Siguiendo la iniciativa de
Dorotea, en Lazos y raíces. esta es mi participación.
La idea de poner un
gallinero de mi esposo resultaba como que romántica. Hecho realidad el sueño de
huir de la ciudad, disfrutamos renovando una casa de pueblo casi derruida, y
montando, con algunos golpes, arañazos y moratones, un corral con gallinero.
Lo del gallo, quien
cogió la costumbre de cantar a grito “pelao” a todas horas, más a primerísima
hora, ya tanta gracia no me hizo, para qué engañarnos. Más tarde empezó a ser
pesado eso de limpiarles la zona, aunque lo de los huevos recién cogidos tenía
su encanto, no voy a negarlo.
No sé cómo, una semana
de las que mi marido tuvo que estar en la ciudad por razones de trabajo, me vi mirando
a los animalillos, al gallo tan presumido, y a esa gallinitas pizpiretas picoteando
en el suelo el maíz que les echaba para comer, cuando me vino una inspiración
casi divina.

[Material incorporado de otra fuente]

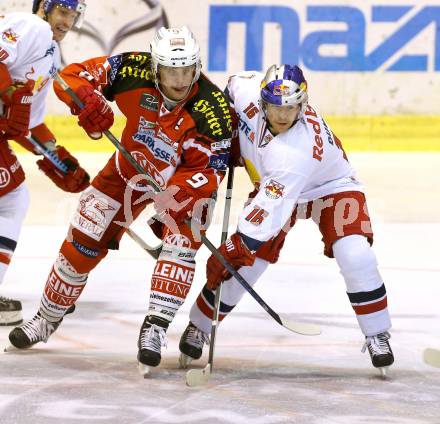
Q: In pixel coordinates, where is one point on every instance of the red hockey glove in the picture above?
(96, 116)
(175, 202)
(236, 253)
(18, 101)
(76, 179)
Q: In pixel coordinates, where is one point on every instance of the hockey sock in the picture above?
(170, 285)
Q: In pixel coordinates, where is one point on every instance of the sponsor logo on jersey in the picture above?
(174, 272)
(318, 147)
(219, 162)
(3, 54)
(265, 140)
(160, 150)
(210, 113)
(149, 102)
(10, 36)
(50, 51)
(273, 189)
(179, 123)
(5, 177)
(178, 240)
(244, 127)
(114, 63)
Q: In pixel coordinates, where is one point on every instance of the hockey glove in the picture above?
(76, 179)
(96, 116)
(174, 202)
(236, 253)
(18, 100)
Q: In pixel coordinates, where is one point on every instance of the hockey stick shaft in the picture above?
(203, 238)
(218, 291)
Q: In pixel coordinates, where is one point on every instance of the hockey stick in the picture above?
(296, 327)
(432, 357)
(197, 377)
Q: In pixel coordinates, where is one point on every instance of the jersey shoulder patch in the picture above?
(210, 111)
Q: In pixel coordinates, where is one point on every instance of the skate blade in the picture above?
(197, 377)
(144, 370)
(184, 361)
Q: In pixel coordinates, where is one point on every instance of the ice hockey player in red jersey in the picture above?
(29, 57)
(299, 170)
(178, 128)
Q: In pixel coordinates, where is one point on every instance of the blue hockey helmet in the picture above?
(284, 85)
(78, 6)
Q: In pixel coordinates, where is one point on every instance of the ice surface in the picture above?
(263, 374)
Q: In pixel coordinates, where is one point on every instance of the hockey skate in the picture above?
(380, 351)
(151, 339)
(10, 311)
(38, 329)
(191, 345)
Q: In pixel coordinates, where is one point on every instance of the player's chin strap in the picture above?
(296, 327)
(62, 167)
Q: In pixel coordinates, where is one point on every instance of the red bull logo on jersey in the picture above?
(274, 190)
(10, 36)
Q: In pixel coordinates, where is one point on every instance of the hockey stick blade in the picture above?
(198, 377)
(301, 327)
(158, 188)
(432, 357)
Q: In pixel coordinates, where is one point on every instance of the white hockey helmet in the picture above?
(284, 85)
(175, 47)
(78, 6)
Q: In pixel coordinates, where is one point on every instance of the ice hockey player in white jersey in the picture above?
(299, 170)
(29, 58)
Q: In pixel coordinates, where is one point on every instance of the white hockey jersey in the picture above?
(28, 50)
(302, 164)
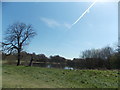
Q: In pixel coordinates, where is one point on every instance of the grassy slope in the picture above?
(36, 77)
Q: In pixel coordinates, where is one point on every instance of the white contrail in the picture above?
(87, 10)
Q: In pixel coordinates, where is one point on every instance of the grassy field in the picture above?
(37, 77)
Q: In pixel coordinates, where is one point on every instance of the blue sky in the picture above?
(52, 21)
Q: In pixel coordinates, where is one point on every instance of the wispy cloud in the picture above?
(86, 11)
(50, 22)
(54, 23)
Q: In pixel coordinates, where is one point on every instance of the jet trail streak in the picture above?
(87, 10)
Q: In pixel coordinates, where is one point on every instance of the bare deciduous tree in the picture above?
(16, 37)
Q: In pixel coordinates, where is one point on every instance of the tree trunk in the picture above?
(30, 64)
(18, 57)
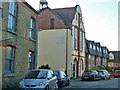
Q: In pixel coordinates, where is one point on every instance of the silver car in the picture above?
(39, 79)
(104, 74)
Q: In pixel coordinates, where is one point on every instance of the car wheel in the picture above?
(47, 88)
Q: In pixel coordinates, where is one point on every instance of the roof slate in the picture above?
(67, 14)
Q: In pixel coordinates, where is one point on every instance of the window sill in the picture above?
(11, 31)
(9, 75)
(32, 39)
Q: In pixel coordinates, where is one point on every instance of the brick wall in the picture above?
(22, 42)
(45, 17)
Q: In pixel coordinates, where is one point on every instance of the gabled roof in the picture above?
(30, 7)
(67, 14)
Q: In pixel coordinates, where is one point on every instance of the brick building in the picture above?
(114, 59)
(96, 55)
(18, 53)
(62, 31)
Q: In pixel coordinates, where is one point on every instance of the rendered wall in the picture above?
(52, 49)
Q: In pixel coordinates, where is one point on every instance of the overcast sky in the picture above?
(100, 18)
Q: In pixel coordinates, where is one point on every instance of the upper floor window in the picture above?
(31, 60)
(90, 45)
(100, 49)
(97, 48)
(111, 56)
(1, 12)
(81, 41)
(52, 23)
(32, 28)
(12, 15)
(76, 39)
(89, 56)
(106, 51)
(10, 56)
(94, 47)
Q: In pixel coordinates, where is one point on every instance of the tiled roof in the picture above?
(67, 14)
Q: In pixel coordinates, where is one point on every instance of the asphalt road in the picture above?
(112, 83)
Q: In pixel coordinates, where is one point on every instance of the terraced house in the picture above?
(18, 52)
(96, 55)
(62, 39)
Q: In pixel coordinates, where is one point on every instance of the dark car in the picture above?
(62, 78)
(117, 73)
(91, 75)
(104, 74)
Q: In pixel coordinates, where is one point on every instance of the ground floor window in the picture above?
(10, 56)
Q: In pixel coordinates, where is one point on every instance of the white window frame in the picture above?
(12, 15)
(9, 66)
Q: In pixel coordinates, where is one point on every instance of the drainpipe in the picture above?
(66, 50)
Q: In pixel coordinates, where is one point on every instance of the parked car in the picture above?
(117, 73)
(91, 75)
(62, 78)
(104, 74)
(39, 79)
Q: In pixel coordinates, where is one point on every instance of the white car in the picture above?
(40, 79)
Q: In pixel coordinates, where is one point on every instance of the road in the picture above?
(112, 83)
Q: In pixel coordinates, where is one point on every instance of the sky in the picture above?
(100, 18)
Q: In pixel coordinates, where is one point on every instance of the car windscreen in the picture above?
(117, 71)
(36, 75)
(56, 73)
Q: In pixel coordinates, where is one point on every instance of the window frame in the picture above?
(31, 60)
(11, 64)
(76, 39)
(32, 28)
(52, 20)
(81, 40)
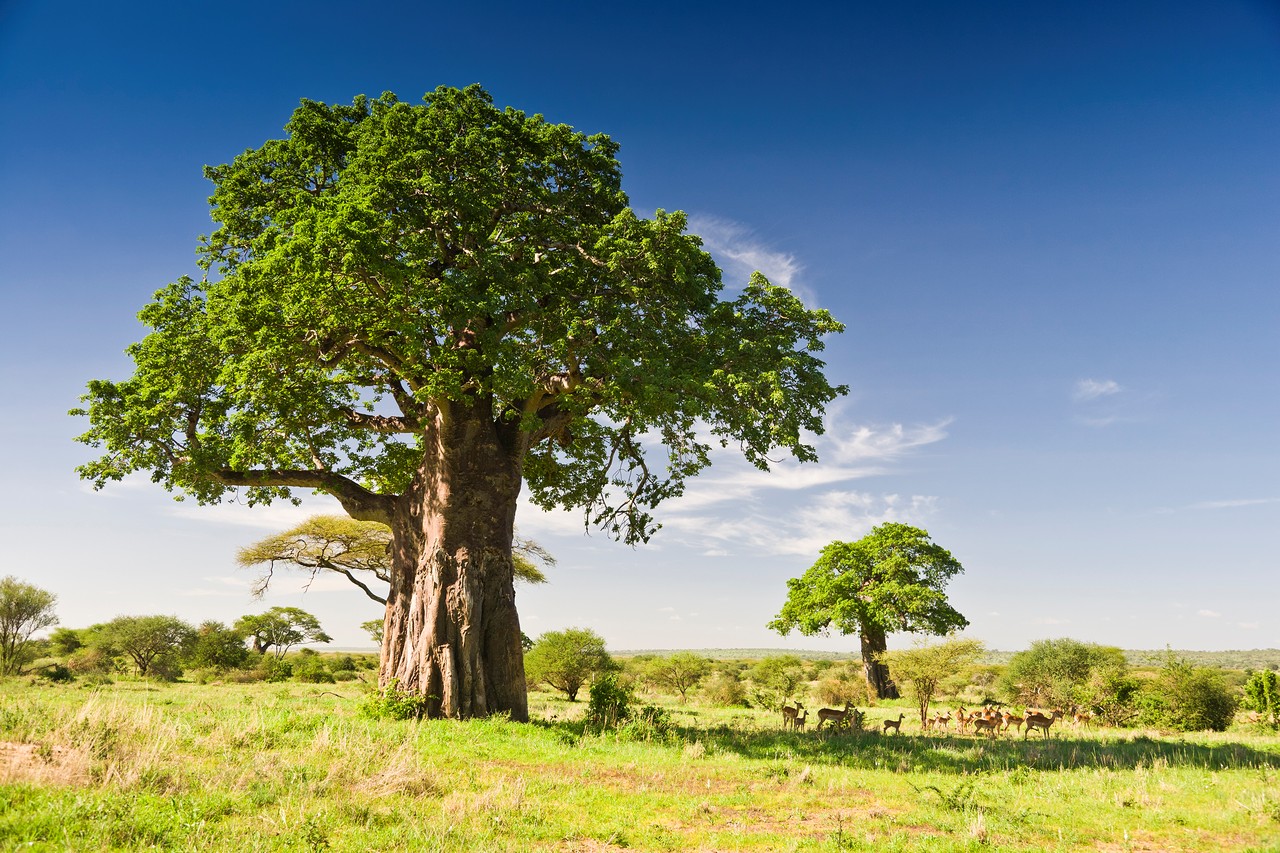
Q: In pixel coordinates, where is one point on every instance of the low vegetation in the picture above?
(124, 762)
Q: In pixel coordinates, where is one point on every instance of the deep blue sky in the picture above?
(1052, 231)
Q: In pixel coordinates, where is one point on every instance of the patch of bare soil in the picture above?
(39, 763)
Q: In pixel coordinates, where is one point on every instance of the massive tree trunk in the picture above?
(451, 630)
(877, 674)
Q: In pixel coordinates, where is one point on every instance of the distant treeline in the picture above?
(1257, 658)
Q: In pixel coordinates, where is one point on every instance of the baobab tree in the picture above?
(423, 309)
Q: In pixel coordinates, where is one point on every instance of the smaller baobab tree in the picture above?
(892, 579)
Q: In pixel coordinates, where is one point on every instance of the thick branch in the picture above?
(356, 500)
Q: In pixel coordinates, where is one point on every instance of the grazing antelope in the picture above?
(835, 717)
(1080, 715)
(991, 725)
(1041, 721)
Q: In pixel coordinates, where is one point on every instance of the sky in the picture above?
(1052, 232)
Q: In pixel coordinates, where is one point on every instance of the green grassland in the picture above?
(293, 766)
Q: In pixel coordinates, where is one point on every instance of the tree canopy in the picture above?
(24, 609)
(892, 579)
(424, 310)
(360, 551)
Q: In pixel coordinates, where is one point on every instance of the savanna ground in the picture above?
(298, 767)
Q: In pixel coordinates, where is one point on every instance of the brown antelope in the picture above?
(988, 724)
(835, 717)
(1040, 721)
(1011, 720)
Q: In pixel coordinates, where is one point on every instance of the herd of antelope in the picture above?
(986, 720)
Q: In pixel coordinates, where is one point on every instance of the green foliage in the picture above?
(393, 703)
(679, 673)
(924, 667)
(149, 642)
(24, 610)
(1262, 696)
(1187, 698)
(775, 680)
(216, 647)
(1059, 673)
(279, 629)
(891, 579)
(567, 660)
(609, 702)
(64, 642)
(725, 689)
(469, 254)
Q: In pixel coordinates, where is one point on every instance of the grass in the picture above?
(297, 767)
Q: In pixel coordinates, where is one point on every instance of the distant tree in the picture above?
(374, 628)
(428, 310)
(64, 641)
(567, 660)
(890, 580)
(1059, 671)
(1188, 698)
(679, 673)
(144, 639)
(280, 628)
(218, 647)
(775, 680)
(1262, 696)
(924, 667)
(24, 610)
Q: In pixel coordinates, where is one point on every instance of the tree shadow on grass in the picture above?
(970, 755)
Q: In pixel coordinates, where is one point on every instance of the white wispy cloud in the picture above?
(1093, 388)
(740, 251)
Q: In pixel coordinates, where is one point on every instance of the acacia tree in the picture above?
(567, 660)
(890, 580)
(346, 546)
(24, 610)
(280, 628)
(924, 667)
(420, 309)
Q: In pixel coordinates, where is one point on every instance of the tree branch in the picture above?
(356, 500)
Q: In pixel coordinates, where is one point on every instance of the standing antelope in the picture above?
(835, 717)
(1040, 721)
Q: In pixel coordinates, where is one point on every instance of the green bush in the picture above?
(393, 703)
(1187, 698)
(609, 705)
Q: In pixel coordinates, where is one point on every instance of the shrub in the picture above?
(55, 674)
(1262, 696)
(393, 703)
(726, 689)
(609, 705)
(1187, 698)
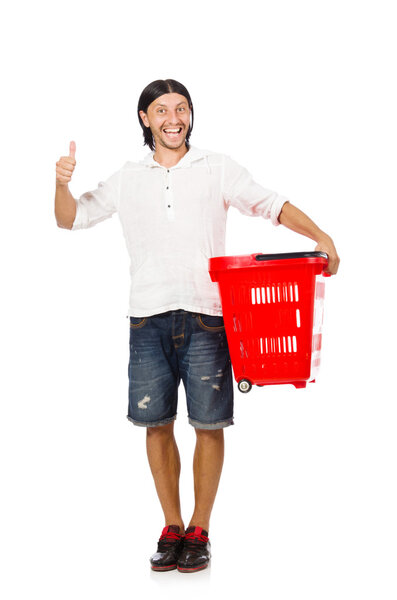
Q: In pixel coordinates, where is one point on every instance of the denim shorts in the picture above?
(175, 345)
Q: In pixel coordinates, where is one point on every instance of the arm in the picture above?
(295, 219)
(65, 204)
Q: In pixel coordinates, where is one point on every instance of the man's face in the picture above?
(168, 118)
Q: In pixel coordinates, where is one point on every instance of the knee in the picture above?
(209, 433)
(161, 430)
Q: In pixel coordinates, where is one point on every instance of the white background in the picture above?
(304, 95)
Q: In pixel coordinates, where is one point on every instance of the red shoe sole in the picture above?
(167, 568)
(193, 570)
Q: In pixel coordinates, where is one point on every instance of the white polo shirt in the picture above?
(174, 220)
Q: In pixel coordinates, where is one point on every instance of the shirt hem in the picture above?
(132, 312)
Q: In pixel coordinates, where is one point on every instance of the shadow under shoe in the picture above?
(196, 552)
(169, 548)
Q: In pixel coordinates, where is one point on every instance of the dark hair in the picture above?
(150, 93)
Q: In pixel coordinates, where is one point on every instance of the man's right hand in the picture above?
(65, 166)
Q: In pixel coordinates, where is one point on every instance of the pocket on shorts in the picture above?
(137, 322)
(211, 322)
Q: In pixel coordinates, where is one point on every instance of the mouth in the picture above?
(173, 132)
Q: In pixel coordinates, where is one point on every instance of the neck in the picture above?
(168, 157)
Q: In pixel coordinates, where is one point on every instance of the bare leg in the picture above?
(207, 469)
(165, 465)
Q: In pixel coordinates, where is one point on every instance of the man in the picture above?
(172, 206)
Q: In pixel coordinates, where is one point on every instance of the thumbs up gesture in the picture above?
(65, 166)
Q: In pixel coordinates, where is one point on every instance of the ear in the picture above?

Sí, cogí una pastilla de tranquilizante
y la disolví en el bebedero. Oye, mano de santo, el gallo se atrasó y parecía
medio afónico, las gallinas no pusieron huevos, pero andaban medio contentas
ellas, mirando las mariposas, así al sol del otoño y mira, me dio un poco de pena,
pero qué paz sentí.
Mi marido regresó,
y no volví a recordar el asunto, hasta que un día le sorprendí en brazos de una
mujer de su oficina, por supuesto más joven que yo. No le avisé de mi escapada
a la ciudad, era una sorpresa. Sí, lo fue, eso seguro. Recordé las píldoras
del gallinero, y cada vez que dice que tiene que ir a la ciudad, disuelvo
dos o tres en su último café. Casi nunca llega a tiempo de coger el tren el
pobre. Es una estrategia condenada al fracaso, lo sé, pero de momento yo aquí
he descubierto al distribuidor de maíz triturado, quien me trae a casa los
sacos de ese pienso tan ecológico, así que ya veremos si me quedo aquí, con ese
campanario marcando las horas día y noche, como el reloj que cantara Lucho Gatica,
o no. Y es que la aventura rural cada día se va pareciendo más a un bolero cualquiera.